Was würdet ihr sagen? Oder ist es vollkommen egal? Gibt es etwa einen Unterschied im Formalitätsgrad?

Jana


----------



## Whodunit

Jana337 said:
			
		

> Hallo!
> 
> Ich habe nichts gegen dich - und das hörst du nicht das erste Mal/zum ersten Mal!
> 
> Was würdet ihr sagen? Oder ist es vollkommen egal? Gibt es etwa einen Unterschied im Formalitätsgrad?
> 
> Jana


 
Hm ... ich glaube, da gibt es schon einen Unterschied:

... und das hörst du nicht das erste Mal!
--> Und das habe ich dir schon hundert Mal gesagt, aber du scheinst es nicht zu begreifen!

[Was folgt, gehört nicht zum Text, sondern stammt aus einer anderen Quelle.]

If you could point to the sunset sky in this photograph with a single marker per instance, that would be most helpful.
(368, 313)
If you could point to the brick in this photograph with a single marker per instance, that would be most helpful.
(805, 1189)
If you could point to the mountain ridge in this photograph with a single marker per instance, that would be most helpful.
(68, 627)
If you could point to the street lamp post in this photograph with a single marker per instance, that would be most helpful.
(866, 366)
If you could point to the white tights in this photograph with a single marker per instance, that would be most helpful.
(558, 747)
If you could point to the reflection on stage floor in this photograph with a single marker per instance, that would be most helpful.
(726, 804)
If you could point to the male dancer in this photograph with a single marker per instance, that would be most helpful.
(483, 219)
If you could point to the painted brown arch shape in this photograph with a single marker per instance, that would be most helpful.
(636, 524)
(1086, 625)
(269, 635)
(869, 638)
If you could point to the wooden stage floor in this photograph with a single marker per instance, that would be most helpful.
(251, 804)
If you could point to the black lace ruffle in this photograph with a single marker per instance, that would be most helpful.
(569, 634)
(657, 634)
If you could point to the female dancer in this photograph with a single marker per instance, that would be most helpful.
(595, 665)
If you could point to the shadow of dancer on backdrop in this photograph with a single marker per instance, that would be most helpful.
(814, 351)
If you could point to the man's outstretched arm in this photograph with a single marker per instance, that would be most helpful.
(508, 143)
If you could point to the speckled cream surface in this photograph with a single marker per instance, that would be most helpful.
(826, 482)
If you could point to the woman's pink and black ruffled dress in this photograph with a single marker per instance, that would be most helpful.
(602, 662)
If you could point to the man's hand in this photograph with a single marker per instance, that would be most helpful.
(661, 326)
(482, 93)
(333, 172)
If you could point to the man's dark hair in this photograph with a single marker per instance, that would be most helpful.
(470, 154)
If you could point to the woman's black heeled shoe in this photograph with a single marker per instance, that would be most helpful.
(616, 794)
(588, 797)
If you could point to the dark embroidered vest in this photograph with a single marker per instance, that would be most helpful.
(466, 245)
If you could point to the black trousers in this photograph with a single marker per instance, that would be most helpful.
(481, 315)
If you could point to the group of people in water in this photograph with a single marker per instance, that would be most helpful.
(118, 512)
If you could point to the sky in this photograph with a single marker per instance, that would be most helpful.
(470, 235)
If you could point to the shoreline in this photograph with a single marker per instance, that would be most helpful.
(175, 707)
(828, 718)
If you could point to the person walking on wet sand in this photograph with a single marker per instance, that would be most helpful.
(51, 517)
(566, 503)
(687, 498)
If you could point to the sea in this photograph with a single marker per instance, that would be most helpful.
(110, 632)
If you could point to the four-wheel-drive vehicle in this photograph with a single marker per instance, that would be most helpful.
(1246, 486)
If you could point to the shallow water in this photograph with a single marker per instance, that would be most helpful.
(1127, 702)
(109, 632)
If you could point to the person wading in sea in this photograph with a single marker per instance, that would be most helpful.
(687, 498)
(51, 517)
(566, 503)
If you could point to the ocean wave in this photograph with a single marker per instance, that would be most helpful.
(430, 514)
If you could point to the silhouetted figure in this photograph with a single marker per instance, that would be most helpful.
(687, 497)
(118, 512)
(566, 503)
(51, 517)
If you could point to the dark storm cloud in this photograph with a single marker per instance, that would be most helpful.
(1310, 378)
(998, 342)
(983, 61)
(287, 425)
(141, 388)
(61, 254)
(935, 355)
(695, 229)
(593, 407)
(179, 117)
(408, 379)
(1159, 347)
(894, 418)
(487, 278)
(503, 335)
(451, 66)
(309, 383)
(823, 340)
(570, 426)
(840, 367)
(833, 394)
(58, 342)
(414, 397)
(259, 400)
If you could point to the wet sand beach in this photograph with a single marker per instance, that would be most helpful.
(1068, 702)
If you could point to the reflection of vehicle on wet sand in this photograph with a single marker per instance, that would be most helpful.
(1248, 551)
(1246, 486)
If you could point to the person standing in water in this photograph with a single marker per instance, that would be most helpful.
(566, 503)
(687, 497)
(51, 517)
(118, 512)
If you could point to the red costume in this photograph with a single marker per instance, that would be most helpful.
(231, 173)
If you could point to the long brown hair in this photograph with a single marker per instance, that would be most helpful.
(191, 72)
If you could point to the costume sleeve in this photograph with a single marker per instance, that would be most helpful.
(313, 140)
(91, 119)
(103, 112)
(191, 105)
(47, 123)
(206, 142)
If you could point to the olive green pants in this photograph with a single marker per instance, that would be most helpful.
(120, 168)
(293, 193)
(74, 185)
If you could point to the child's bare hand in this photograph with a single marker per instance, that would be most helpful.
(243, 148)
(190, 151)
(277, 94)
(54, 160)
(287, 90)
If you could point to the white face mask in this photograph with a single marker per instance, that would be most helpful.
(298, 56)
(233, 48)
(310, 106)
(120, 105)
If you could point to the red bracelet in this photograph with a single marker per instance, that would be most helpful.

... und das hörst du nicht zum ersten Mal!
--> diese Varianten passt nicht in den Kontext, eher hierher:

Du weißt, dass ich dich nicht leiden kann - und das hörst du nicht zum ersten Mal! (denn hier ist die Haltung sehr aggressiv und ich will ausdrücken, dass ich es wirklich nicht zum letzten Mal gesagt habe, sondern du es noch oft hören wirst)

Also, ...

... und das hörst du nicht das erste Mal! (das habe ich dir schon oft gesagt, ob ich es noch mal sage, steht nicht fest)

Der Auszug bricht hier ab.